『四分間では短すぎる』は『江神二郎の洞察』
に収録されている
有栖川有栖
さんの短編の一つです。
他に、『Mystery Seller』というアンソロジーでも読む事が出来ます。
私の好きな短編ミステリを三本選ぶとしたらこの作品はその一つです。
タイトルで察しがつく方もいるでしょうし、作品内でも語られているのですが、
この短編はハリィ・ケメルマンさんの『九マイルは遠すぎる』のオマージュとなっています。
或いは都筑道夫さんの『ジャケット背広スーツ』とも。
簡単に紹介しますと、主人公アリスが公衆電話の列に並んでいると、
隣の列で待っていた人と同時に電話を掛け始める事になります。
そして、彼は隣の電話でのやり取りが気になり、
EMC(英都大学推理小説研究会)の面々と推理ゲームを始めます。
「四分間しかないので急いで。靴も忘れずに。
・・・・・・いや・・・・・Aから先です」
一体これは何について話しているのだろうか?
電話口で語られたこの言葉を解析し、それを推理しようというのです。
ミステリファンにとって探偵と、その活躍は憧れでもあります。
自分が事件に巻き込まれたら~なんて妄想をした経験のある方も少なくないでしょう。
しかし、現実に私達が事件に巻き込まれる事は滅多にありませんし、
あったとしても捜査・推理を以って事件を解決するなんて事にはなりません。
名探偵は創作の世界でしか存在できないのだろうか。。
私達は彼等の活躍を本を通して読む事でしかミステリに触れる事は出来ないのだろうか。。

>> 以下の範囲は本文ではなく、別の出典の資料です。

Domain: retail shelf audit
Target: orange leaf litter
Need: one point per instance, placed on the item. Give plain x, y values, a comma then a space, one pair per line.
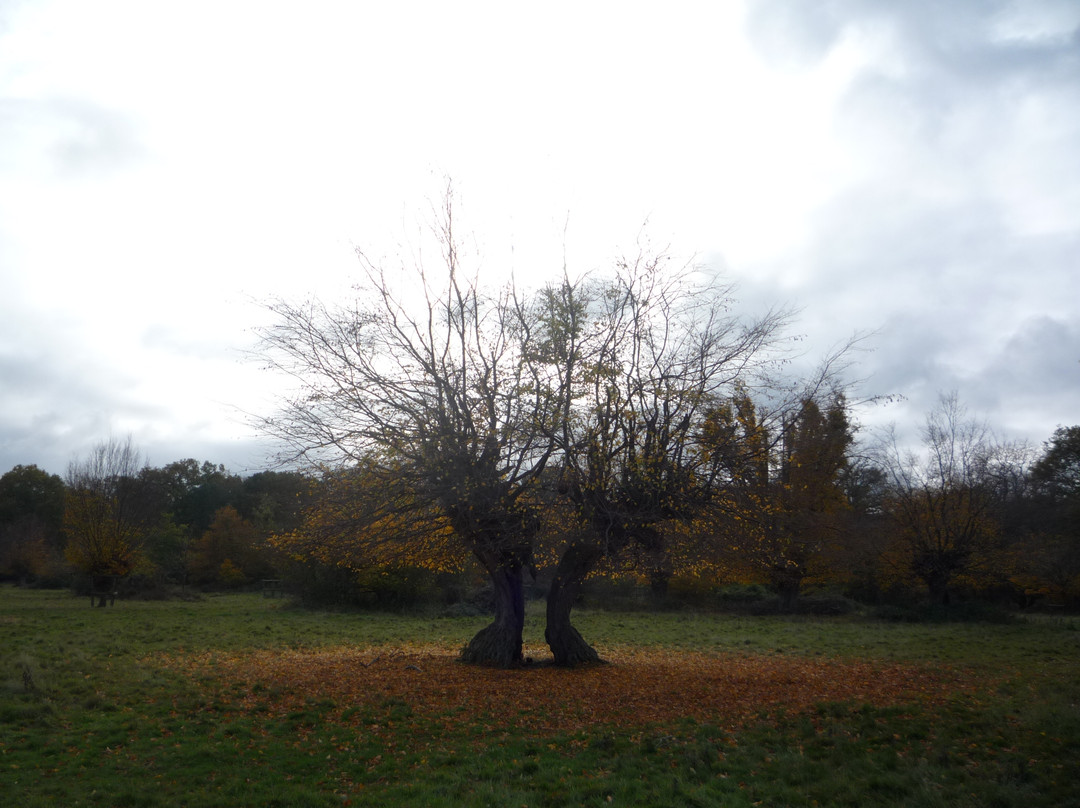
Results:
638, 686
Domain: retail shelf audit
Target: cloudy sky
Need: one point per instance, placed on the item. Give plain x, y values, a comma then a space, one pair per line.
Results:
909, 169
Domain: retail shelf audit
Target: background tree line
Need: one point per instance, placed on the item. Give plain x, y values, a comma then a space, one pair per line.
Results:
967, 517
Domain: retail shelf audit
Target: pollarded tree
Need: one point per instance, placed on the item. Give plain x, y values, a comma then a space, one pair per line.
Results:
31, 514
106, 511
432, 382
656, 350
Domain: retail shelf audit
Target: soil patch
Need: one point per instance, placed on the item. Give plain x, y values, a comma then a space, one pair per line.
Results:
635, 688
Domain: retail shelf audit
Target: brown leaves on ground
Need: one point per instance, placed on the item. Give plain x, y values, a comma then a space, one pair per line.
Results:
638, 687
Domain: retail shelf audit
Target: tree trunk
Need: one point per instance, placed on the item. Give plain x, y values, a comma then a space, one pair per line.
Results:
500, 643
566, 643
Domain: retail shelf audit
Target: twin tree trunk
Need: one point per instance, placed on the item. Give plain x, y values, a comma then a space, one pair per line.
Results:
500, 643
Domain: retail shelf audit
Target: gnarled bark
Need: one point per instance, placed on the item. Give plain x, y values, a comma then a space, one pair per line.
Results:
500, 644
566, 643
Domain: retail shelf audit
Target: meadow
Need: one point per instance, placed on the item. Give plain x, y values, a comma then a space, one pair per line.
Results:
240, 700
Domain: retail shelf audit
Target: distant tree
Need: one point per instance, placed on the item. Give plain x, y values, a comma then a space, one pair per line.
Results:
651, 349
229, 552
274, 500
945, 501
1050, 552
780, 500
105, 515
31, 515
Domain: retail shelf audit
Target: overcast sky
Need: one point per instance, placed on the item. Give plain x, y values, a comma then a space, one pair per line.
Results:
906, 167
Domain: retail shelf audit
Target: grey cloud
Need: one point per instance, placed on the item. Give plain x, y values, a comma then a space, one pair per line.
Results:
66, 138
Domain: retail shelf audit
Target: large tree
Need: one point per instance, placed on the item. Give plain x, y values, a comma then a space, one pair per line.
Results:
655, 347
437, 388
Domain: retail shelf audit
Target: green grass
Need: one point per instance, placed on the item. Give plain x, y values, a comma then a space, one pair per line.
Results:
88, 718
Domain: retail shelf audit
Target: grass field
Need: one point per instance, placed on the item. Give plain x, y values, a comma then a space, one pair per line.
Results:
240, 700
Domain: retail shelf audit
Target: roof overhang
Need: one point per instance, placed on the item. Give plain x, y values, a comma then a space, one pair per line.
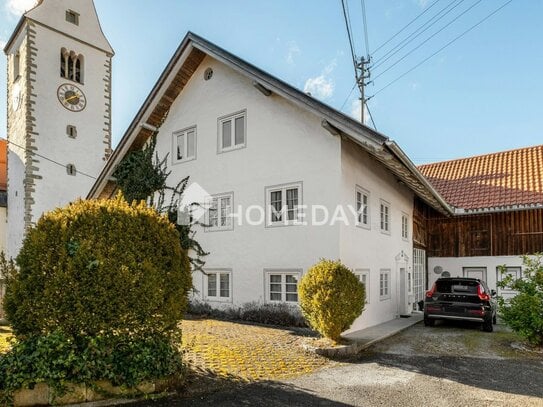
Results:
184, 63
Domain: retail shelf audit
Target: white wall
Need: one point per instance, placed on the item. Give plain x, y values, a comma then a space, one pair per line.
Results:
284, 144
369, 248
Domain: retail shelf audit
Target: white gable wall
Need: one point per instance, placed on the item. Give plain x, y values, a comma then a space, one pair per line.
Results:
284, 144
369, 248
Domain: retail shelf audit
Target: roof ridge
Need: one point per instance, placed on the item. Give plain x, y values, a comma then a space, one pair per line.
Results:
481, 155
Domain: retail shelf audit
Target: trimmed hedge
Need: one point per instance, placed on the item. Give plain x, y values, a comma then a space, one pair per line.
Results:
331, 298
99, 268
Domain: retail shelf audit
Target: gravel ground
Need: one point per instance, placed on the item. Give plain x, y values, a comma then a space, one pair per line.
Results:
447, 365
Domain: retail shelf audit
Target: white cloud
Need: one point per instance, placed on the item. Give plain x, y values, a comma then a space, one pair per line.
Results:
322, 86
18, 7
292, 51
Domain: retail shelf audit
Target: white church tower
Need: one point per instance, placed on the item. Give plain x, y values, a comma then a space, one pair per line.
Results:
59, 110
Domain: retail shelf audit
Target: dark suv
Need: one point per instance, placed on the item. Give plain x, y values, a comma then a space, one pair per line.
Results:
458, 298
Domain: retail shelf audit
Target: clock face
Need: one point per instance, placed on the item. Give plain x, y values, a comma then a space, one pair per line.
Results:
71, 97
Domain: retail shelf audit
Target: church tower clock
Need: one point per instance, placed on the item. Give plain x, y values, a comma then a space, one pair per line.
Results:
59, 110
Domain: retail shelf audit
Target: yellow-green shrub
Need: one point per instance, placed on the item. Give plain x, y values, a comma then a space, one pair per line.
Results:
99, 268
331, 298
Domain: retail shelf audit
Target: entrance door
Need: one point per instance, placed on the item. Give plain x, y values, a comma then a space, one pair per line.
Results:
403, 298
475, 272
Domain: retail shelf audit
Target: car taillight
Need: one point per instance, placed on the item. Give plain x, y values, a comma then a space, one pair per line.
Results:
481, 294
430, 293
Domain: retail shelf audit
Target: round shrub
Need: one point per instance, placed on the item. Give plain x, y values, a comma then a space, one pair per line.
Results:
99, 268
331, 298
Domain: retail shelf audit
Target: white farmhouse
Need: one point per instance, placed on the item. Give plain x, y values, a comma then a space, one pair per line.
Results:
252, 141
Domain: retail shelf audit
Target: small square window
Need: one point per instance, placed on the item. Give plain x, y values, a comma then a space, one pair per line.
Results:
72, 17
282, 286
362, 200
71, 131
385, 217
384, 284
71, 170
219, 212
284, 203
184, 145
232, 132
218, 285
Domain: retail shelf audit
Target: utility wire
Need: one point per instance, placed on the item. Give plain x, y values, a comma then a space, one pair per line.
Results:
348, 97
347, 25
405, 26
363, 6
33, 153
418, 32
426, 40
441, 49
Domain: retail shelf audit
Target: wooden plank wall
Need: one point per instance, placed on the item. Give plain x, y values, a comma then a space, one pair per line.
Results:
493, 234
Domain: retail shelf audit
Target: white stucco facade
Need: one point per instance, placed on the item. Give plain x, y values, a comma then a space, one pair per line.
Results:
49, 139
284, 145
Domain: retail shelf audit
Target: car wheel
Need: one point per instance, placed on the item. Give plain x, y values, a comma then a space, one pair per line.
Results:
487, 325
429, 322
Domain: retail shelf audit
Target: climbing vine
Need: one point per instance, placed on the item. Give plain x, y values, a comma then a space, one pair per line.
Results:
142, 175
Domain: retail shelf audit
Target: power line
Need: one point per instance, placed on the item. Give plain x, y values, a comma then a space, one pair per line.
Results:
427, 39
33, 153
407, 25
417, 33
441, 49
366, 39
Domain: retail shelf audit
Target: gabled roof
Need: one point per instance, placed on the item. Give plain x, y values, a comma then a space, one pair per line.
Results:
500, 181
185, 62
3, 165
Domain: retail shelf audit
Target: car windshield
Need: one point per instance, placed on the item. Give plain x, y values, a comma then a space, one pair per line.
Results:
460, 287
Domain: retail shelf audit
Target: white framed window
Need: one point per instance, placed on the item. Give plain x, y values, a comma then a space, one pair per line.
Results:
384, 216
232, 131
184, 145
218, 285
364, 277
283, 204
282, 285
219, 212
72, 17
384, 284
16, 66
405, 226
362, 199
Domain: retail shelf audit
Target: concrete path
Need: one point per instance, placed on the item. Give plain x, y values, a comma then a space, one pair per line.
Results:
367, 337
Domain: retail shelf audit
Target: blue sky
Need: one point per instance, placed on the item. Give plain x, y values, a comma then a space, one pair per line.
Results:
481, 94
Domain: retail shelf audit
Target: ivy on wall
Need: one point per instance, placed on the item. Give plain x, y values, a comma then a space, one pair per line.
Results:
142, 175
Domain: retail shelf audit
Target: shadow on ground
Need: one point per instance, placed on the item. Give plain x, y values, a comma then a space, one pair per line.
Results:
207, 389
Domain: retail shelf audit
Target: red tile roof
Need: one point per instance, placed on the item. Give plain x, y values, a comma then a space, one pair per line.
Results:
3, 164
499, 180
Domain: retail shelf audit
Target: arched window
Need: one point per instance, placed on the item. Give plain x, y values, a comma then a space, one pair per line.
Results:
71, 65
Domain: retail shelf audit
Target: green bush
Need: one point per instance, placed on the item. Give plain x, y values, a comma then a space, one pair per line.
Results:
57, 360
524, 312
99, 268
331, 298
267, 314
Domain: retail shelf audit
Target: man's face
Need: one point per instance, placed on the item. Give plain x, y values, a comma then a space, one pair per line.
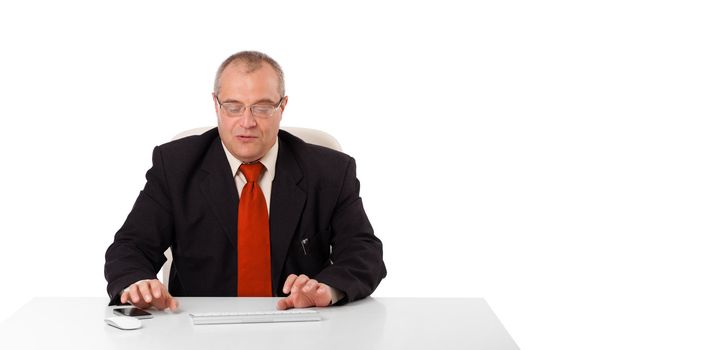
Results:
246, 137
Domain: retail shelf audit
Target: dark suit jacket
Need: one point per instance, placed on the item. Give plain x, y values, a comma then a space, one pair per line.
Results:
190, 203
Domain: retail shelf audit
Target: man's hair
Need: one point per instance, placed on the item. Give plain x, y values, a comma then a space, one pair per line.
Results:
253, 61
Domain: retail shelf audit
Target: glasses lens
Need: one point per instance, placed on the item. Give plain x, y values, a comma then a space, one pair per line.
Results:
263, 111
234, 108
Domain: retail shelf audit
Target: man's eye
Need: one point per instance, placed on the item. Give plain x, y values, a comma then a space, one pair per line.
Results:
233, 108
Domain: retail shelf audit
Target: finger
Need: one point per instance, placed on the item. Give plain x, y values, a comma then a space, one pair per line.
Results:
289, 282
145, 292
156, 288
323, 295
134, 295
310, 286
299, 283
173, 304
124, 296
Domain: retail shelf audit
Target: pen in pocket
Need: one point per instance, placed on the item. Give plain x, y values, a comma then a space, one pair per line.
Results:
302, 244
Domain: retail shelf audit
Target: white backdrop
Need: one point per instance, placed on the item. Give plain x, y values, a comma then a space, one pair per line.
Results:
559, 159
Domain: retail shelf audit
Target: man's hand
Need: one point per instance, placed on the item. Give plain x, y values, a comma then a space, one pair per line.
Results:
304, 292
147, 293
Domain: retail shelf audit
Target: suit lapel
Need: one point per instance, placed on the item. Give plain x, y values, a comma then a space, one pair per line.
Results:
286, 205
219, 190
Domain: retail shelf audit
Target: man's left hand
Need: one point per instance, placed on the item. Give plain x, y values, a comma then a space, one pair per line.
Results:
304, 292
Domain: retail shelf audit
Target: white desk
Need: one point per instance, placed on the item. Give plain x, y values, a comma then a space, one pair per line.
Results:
373, 323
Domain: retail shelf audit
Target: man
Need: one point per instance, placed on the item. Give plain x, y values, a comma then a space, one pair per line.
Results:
247, 210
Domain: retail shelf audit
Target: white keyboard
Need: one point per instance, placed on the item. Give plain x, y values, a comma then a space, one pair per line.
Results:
293, 315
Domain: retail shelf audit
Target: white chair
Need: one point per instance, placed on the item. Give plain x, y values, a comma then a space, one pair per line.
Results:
313, 136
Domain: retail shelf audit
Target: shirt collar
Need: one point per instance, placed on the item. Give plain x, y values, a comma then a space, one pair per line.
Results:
268, 160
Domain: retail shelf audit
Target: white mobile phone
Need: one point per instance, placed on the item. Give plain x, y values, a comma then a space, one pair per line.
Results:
133, 312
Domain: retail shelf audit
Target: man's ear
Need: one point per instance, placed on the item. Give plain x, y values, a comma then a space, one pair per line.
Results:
215, 103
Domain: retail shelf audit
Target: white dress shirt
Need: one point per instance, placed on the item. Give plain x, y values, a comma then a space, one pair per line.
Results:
266, 184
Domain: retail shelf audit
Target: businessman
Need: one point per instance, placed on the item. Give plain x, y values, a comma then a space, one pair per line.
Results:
247, 209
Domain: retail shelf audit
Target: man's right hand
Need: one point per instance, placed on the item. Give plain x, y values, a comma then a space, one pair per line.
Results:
149, 293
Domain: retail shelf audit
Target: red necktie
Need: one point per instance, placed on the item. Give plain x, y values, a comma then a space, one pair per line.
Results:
253, 237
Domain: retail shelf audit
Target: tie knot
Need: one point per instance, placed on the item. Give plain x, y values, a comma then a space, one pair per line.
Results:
252, 171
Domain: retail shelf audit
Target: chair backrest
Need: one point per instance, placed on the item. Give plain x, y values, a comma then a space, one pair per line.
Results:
314, 136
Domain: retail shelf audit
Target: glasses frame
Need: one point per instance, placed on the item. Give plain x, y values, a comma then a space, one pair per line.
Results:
251, 108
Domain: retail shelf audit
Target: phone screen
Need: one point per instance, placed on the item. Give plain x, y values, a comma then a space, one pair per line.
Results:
133, 312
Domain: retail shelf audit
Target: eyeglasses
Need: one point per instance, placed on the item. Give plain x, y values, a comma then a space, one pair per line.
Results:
235, 109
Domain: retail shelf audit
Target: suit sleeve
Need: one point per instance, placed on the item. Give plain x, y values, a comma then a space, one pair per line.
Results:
357, 258
137, 250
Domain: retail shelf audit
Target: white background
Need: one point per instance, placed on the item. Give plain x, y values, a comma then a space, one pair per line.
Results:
558, 158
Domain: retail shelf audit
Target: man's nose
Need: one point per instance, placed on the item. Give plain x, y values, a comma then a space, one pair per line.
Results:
247, 120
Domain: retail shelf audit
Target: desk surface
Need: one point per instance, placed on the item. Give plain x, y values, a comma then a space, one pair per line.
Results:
373, 323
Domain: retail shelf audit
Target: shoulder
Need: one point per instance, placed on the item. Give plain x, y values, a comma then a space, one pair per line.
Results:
310, 156
189, 150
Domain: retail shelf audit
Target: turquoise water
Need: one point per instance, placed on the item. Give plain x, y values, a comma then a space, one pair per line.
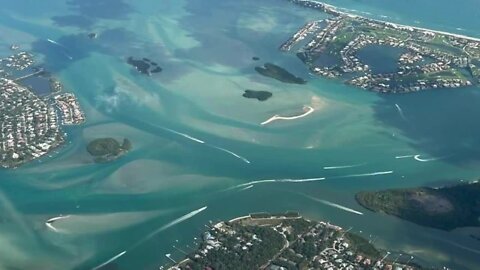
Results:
145, 202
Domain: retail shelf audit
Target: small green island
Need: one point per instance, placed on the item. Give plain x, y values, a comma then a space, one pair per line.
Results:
382, 56
444, 208
256, 94
279, 73
108, 149
286, 241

否!そんな私達の願望を叶えてくれるのがこの『九マイルは遠すぎるゲーム』です。
私もこの作品に影響されて似た遊びをした事があるのですが、これがまた楽しい!
へっぽこ探偵が集まって各々の推理を披露し、突っ込み合う。
“ミステリは身近なモノだったんだ”と思わせてくれました。
今でこそ好きな作品なのですが、初読時はいい印象はありませんでした。
むしろ“この作者の作品はもう読みたくないな”と思った程です。
主幹のゲーム自体は面白かったのですが、
今以上に無知であったのに加え、初めて読んだ有栖川さんの作品だったので、
作品内でのミステリ談義についていけず、
知識をひけらかす厭味な作者だと思ってしまったのです。
しかし、有栖川さんの他の作品を読んでいくうちに
作中でのミステリ談義は名物コーナーであり、
それは有栖川さんの作家、或いは読者としての“こういう見方もありますよ”という
見解の提示且つ読者とのミステリ談義であると受け取るようになりました。
今では私の読書ライフを導いてくれる有り難いコーナーだと思っています。
以下、多少のネタバレを含みます。
最初に『九マイルは遠すぎる』のオマージュだと書きましたが、
ケメルマンさんの作品と併せて読むと新たな面白さが出てきます。
『九マイルは遠すぎる』では推理を重ね、そこに一つの事実が生まれる、
例えるなら“1+2=?”という展開なのですが、
『四分間では短すぎる』は最初から到達点が決まっていて、如何にしてそこに繋ぐか、
“?+?=3”というゲームが行われています。
ただ元の作品をなぞるだけでなく、同じに見せかけて“実は正反対の事をやっていました”
というオチをつける辺りに有栖川さんのエンターテイナーぶりが見えます。